Seems like it took about four days, last time I did it.


----------



## zion698 (Jul 13, 2007)

BadMormon said:


> Seems like it took about four days, last time I did it.


What size was it?


----------



## Chuffy (May 9, 2007)

zion698 said:


> What size was it?


150 ct.


----------



## terrasco-cl (Mar 4, 2007)

This time of year the ambient humidity tends to be low so I would err on the longer side.


----------



## zion698 (Jul 13, 2007)

terrasco said:


> This time of year the ambient humidity tends to be low so I would err on the longer side.


Good point.


----------



## Fr8dog (Apr 17, 2007)

Look at www.Stogiefresh.com and go to the new Media Center and look under "Seasoning your humidor" in the Eddie DeJong segments. This might give you some insight. Enjoy!


----------



## zion698 (Jul 13, 2007)

Fr8dog said:


> Look at www.Stogiefresh.com and go to the new Media Center and look under "Seasoning your humidor" in the Eddie DeJong segments. This might give you some insight. Enjoy!

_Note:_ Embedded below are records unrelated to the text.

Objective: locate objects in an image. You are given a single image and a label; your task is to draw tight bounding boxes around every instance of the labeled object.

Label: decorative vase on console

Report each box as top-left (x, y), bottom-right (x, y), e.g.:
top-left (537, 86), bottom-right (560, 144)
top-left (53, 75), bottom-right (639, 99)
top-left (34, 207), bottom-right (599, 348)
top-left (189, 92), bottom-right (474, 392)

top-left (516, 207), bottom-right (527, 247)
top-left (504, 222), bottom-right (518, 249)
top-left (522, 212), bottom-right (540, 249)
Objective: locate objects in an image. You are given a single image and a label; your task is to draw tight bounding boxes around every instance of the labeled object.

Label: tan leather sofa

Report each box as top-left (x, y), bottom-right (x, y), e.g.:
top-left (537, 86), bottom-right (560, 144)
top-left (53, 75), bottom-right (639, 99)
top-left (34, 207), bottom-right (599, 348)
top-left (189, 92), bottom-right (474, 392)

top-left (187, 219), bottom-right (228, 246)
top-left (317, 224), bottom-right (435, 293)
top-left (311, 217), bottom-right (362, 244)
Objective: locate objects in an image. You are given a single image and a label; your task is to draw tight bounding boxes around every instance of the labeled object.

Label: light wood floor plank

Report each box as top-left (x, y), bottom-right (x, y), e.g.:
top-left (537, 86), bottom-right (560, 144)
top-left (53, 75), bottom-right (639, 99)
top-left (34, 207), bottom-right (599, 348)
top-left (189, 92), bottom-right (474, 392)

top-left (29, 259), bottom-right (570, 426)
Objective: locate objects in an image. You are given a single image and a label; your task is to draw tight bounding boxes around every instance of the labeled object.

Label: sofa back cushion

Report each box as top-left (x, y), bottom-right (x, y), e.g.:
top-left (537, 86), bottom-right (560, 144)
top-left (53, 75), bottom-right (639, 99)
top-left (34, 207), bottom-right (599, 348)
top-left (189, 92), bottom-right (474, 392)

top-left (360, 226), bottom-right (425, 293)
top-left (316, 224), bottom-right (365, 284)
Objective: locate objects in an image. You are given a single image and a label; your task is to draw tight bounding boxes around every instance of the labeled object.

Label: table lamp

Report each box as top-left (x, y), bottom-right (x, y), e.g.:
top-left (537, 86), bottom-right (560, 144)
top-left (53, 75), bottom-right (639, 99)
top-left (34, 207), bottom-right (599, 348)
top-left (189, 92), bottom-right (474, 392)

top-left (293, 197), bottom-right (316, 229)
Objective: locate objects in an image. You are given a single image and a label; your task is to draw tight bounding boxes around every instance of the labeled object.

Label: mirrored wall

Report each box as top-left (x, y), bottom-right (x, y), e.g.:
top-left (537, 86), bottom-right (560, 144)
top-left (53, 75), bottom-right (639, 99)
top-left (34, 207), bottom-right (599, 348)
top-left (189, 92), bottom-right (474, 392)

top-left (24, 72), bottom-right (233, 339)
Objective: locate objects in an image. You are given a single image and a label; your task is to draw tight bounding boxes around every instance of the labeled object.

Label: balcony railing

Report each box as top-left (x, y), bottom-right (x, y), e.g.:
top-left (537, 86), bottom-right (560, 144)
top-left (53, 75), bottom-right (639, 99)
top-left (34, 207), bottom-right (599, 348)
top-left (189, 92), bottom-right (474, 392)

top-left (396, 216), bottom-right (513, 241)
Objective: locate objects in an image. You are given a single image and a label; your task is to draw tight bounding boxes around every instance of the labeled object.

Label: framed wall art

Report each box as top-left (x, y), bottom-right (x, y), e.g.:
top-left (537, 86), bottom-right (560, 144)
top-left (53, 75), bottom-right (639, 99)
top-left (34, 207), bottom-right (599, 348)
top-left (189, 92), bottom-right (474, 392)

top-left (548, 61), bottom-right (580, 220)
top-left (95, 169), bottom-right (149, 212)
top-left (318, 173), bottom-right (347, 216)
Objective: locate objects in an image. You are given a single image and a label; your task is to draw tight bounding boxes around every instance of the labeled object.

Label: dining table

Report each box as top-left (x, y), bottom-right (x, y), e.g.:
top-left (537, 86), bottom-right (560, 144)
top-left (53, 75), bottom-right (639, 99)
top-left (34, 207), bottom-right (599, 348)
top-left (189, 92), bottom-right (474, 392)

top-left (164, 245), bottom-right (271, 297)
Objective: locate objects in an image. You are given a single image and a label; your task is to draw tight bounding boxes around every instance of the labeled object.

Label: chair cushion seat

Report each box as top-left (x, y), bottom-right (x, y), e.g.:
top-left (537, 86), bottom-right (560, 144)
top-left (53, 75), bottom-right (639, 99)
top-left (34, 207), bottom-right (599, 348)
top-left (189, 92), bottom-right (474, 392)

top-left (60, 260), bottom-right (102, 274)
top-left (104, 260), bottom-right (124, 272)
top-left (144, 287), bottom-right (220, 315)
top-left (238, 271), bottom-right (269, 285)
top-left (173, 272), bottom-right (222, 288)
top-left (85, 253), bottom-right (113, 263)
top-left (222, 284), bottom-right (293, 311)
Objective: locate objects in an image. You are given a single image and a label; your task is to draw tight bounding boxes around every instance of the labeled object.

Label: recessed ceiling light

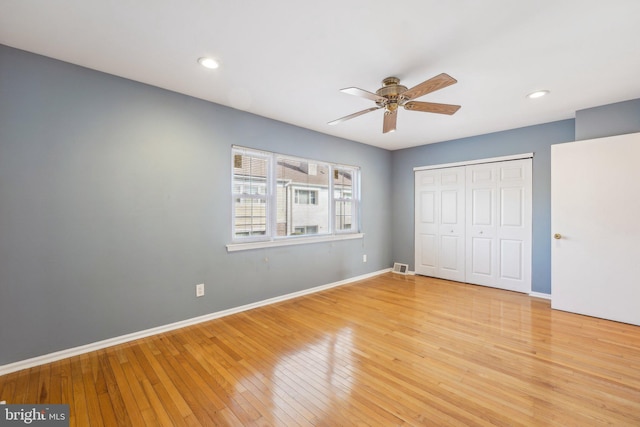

Just listened to it. Thanks.


----------



## karmaz00 (Dec 5, 2007)

few days for me


----------



## doblemaduro (Jun 24, 2007)

I've seasoned quite a few as I'm usually buying small and end up giving them away as I purchase a larger one. I leave it for at least a week.


----------



## Lok17 (Jul 31, 2007)

Just put a dish small dish inside the humi with your distilled water, along with a hydrometer. Once it reads 70ish and holds there for atleast a day you are good to go. If it goes higher, that is fine, it will come back down with your beads and smokes once they are in there. Should take less then a week, maybe as little as 4 days. Just don't open it more then once or twice when checking the RH.


----------



## zion698 (Jul 13, 2007)

Lok17 said:


> Just put a dish small dish inside the humi with your distilled water, along with a hydrometer. Once it reads 70ish and holds there for atleast a day you are good to go. If it goes higher, that is fine, it will come back down with your beads and smokes once they are in there. Should take less then a week, maybe as little as 4 days. Just don't open it more then once or twice when checking the RH.


Its up and running. I did take about four days. I put a small dish in the bottom section, and a shot glass on the top tray for good measure. Now I need a pound of RH beads for a good price.


----------